Remix.run Logo
compumike 3 hours ago

Re: "page for all 500s": there's a world of difference between "page me with a critical alert at 3am" and "notify me on Monday morning when my normal workday starts". At the extremes:

If my DB health check endpoint is returning 500s for N consecutive checks over M minutes, yeah, please wake me up at 3am!

If one user hit a weird edge case in form validation and got a one-off 500, please don't! We can fix that on Monday.

Not always easy to distinguish those clearly or configure those business hours rules, but for my team at https://heyoncall.com/ that is the goal -- otherwise your team burns out fast. Waking up someone at 3am has a real cost, so you better be sure it's worth it.

wasmitnetzen 3 hours ago | parent [-]

Shouldn't Github be large enough to not have anyone on-call, but just rotate the responsible team around the world?

alexfoo 40 minutes ago | parent | next [-]
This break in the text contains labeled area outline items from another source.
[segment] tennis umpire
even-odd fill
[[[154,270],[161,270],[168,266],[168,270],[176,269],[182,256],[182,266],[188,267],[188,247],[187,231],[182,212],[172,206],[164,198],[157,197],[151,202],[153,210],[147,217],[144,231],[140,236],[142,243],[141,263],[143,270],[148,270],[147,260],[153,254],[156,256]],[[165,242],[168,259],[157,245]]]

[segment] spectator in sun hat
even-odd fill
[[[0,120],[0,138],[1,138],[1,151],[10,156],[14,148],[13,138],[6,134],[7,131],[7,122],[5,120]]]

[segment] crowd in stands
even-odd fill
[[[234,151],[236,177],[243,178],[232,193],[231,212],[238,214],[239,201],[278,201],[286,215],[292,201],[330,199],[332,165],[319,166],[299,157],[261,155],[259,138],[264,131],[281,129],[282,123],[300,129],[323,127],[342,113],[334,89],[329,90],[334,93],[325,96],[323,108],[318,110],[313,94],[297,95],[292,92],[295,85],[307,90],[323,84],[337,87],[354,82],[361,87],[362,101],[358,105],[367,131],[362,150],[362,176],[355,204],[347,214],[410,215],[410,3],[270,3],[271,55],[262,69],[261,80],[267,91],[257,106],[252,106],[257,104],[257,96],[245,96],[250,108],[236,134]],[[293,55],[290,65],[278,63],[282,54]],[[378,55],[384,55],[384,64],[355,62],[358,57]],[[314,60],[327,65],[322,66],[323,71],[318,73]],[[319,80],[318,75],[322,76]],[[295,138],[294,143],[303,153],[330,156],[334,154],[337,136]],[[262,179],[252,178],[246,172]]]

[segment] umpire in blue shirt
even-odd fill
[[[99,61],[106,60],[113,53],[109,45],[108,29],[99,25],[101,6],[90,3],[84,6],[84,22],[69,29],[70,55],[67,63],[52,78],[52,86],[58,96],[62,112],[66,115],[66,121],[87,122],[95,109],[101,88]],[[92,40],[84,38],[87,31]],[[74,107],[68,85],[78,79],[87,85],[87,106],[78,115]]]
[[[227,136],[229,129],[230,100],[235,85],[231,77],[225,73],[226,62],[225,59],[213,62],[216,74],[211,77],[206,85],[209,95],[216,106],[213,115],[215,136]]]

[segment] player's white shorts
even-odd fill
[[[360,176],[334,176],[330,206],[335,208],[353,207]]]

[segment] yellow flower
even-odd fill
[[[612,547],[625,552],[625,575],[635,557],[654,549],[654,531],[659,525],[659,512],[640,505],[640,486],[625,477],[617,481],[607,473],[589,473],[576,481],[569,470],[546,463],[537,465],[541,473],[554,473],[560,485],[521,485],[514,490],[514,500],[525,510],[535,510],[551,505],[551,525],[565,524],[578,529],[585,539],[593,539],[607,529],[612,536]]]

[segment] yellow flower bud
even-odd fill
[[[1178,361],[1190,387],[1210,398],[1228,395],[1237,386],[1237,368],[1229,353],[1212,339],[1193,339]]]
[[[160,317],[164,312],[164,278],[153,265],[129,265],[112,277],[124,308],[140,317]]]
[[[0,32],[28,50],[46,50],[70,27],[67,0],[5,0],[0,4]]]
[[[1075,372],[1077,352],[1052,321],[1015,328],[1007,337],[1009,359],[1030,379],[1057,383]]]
One team can't troubleshoot AND FIX every possible subsystem, so you just end up with lots (growing to hundreds) of people "on-call" anyway.

As others have said, follow-the-sun type models do exist, usually staffed by people in their normal working hours (EMEA, Americas, APAC) but this means you've still got to cover the weekend and public holidays (which there are a lot of when you factor in plenty of different countries).

Where you need a quick response you can have a core ops/noc team that looks at things with lower thresholds and shorter windows, and their job is to do the initial triage and then page the appropriate team earlier than they would have been alerted by their own alert thresholds/monitoring.

Actually clicking the button to change the status on a public status page is a whole different topic that becomes very political in certain companies.

bobthepanda 3 hours ago | parent | prev [-]

At least when I worked at a Bigcorp a lot of that was being cut to save costs.

lokar an hour ago | parent [-]

I've worked in large orgs where we could (at at some times did) have around the world rotations. They don't work well. It've very hard to maintain real team cohesion, and you end up with really superficial operations. People tend not to dig in really deep, find good fixes, etc. Lots of superficial bandages.